En 1984 -el simbolismo de dicha fecha es reconocido por el escritor desde las primeras líneas- Pynchon publicó en The New York Times “Is it Ok to Be a Luddite?”, un ensayo en el que además de admitir que sí, que está bien el serlo, habla de cómo para mantener nuestra humanidad, a la larga deberemos ser capaces de “negar a la máquina”, o al menos, negar algunos de sus reclamos sobre nosotros. Pero en el ensayo se hace evidente también la fascinación del autor con esas mismas máquinas, y con la Revolución Industrial, a pesar de sus consecuencias nefastas. El buen ludita, según Pynchon, no es el obrero cegado por la ira que, según la leyenda, un día de 1779 irrumpió en una casa de Leicestershire y destruyó dos hiladoras, inspirando todo un movimiento de protesta y rebelión contra las máquinas que estaban haciendo obsoletos a los artesanos. El buen ludita es más bien un escéptico, capaz de admirar la arquitectura de la máquina y sus virtudes ingenieriles, y que no obstante sospecha del potencial de dicha máquina, y de las intenciones de quiénes financian su producción. Hacia el final de su ensayo Pynchon profetiza:
Si nuestro mundo sobrevive, el próximo gran desafío para el que debemos prepararnos llegará – lo escuchaste aquí primero – cuando las curvas de investigación y desarrollo en inteligencia artificial, biología molecular y robótica converjan. Será algo asombroso e impredecible, y hasta los más poderosos, esperemos fervientemente, se verán tomados por sorpresa. Es definitivamente algo que todos los buenos luditas pueden anticipar con entusiasmo si, Dios mediante, vivimos lo suficiente para verlo.

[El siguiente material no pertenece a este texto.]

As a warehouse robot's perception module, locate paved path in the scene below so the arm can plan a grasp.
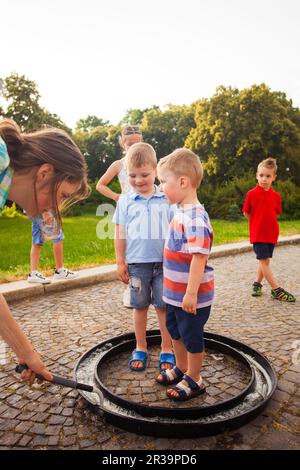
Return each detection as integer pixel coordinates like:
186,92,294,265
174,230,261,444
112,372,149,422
0,245,300,450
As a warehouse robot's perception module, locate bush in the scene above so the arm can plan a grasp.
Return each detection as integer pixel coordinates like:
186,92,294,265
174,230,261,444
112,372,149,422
63,180,121,217
199,172,255,220
274,180,300,220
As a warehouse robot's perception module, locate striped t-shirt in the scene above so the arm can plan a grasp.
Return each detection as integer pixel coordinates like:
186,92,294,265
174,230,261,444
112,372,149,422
163,204,214,308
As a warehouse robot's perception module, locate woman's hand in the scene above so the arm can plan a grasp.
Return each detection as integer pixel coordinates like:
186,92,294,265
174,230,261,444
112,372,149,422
181,292,197,315
19,350,53,385
117,263,129,284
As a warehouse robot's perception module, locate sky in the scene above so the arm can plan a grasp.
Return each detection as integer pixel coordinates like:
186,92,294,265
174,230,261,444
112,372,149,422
0,0,300,128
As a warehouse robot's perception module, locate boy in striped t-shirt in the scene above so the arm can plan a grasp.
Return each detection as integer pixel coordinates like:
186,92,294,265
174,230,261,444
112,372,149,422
156,148,214,400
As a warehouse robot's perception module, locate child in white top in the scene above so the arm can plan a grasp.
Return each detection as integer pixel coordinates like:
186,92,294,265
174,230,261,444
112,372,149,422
96,126,143,202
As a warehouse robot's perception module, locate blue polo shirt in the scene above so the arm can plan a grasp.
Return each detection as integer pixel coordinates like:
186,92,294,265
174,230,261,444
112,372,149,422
113,186,173,264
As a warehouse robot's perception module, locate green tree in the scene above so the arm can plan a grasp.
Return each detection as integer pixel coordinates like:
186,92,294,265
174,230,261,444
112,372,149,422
186,84,300,184
73,125,121,181
120,106,159,127
75,115,109,132
141,104,195,158
0,73,71,133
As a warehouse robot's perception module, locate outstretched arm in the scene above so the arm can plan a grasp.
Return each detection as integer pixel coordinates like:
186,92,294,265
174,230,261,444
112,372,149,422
0,294,52,383
96,160,121,202
115,225,129,284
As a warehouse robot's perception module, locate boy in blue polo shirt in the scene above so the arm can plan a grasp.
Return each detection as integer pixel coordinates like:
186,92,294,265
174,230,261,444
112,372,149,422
113,143,175,371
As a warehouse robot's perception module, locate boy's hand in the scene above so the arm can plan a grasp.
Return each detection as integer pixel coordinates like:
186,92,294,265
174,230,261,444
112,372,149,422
117,263,129,284
181,293,197,315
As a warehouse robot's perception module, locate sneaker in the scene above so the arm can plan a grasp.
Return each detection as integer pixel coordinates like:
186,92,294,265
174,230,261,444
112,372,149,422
251,282,262,297
271,287,296,302
27,271,51,284
53,268,78,279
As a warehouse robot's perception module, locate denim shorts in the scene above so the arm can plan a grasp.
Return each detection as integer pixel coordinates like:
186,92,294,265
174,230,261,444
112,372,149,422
32,219,65,245
128,263,166,309
253,242,275,259
166,304,211,353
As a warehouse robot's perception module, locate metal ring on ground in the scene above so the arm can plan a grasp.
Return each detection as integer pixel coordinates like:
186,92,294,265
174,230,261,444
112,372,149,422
95,332,255,419
75,330,277,438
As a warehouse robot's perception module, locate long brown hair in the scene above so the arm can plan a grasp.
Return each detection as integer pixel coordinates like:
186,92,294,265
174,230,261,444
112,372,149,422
0,119,90,226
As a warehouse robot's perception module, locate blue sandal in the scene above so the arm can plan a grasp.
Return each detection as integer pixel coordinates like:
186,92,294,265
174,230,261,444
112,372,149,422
167,374,206,401
158,353,176,372
129,349,148,372
155,366,184,385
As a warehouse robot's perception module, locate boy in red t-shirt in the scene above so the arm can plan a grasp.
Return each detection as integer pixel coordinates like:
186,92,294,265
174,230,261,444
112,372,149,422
243,158,296,302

No estoy seguro de si en el fragmento anterior Pynchon se halla entusiasmado ante la perspectiva de un progreso tecnológico sin precedentes, que podría o no terminar en apocalipsis, o ante la oportunidad, cada vez más improbable, de que los humanos demostremos de qué estamos hechos realmente, y seamos capaces de cambiar de dirección justo al borde del precipicio. O quizás la clave se halle en abrazar la impredecibilidad, y dejar que la entropía haga lo suyo. A veces pienso en todas estas cosas, mientras espero atascado en el tráfico matutino de Austin, TX, camino a una oficina donde, junto a otros, me paso el día instruyendo a una inteligencia artificial en cómo interactuar con humanos de la manera más natural posible. ¿Si un día la inteligencia artificial se vuelve capaz de engañarnos y subyugarnos, hasta qué punto seré yo responsable? ¿Qué haría el Pynchon de 1962 en mi lugar, aparte de mirar, escribir y deambular?